IMO academic papers are too long. The decorum dictates that a core of real, novel content must be surrounded in tons of fluff. Most people don't ever read that fluff (some do, and it's not totally useless, but not to most people).

It doesn't actually bother me if some of that fluff is ChatGPT-generated, provided the author actually read it and accepts the autogenerated content.

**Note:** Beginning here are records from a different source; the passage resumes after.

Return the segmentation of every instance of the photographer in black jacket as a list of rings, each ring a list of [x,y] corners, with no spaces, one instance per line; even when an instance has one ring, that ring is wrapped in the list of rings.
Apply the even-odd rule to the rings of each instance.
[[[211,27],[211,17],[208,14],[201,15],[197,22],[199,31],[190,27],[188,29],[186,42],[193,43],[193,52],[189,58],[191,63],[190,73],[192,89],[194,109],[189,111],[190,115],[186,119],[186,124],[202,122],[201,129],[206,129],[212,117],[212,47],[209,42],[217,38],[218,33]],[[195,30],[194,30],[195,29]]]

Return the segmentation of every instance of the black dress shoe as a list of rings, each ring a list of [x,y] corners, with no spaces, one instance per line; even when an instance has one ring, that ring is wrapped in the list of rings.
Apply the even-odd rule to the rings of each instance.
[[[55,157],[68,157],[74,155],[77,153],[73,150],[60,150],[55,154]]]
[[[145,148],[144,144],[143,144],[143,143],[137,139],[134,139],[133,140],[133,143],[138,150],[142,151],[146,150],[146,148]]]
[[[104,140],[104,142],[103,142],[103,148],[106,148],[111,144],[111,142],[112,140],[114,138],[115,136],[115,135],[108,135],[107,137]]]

But better still, cut the fluff.

I'm having flashbacks from writing my Master's thesis. The experimental part was done in two weeks, then I spent a week describing the results, then a few months going from 15 pages to 80 pages and at least 30 citations, with the latter being surprisingly difficult because of uniqueness of my research topic.
Buckle up, because we're not far away from autonomous research agents. It'll start with computational analysis, plot generation and creation of data discovery documents, but soon models will learn how to request simple physical experiments (sequencing some DNA, mass spec a sample, etc) and plan research based around the outcome.
Which will be so amazing. But there is already ai running physical experiments: https://youtu.be/L1UgdoP2aeg

But it has been done for at lest a decade or so I think

The problem here is not necessarily the use of chatgpt at all. It's that academic idiom requires content-free linguistic noise for acceptance, and people are quite naturally turning to mechanistic routes to automate out the drudgery.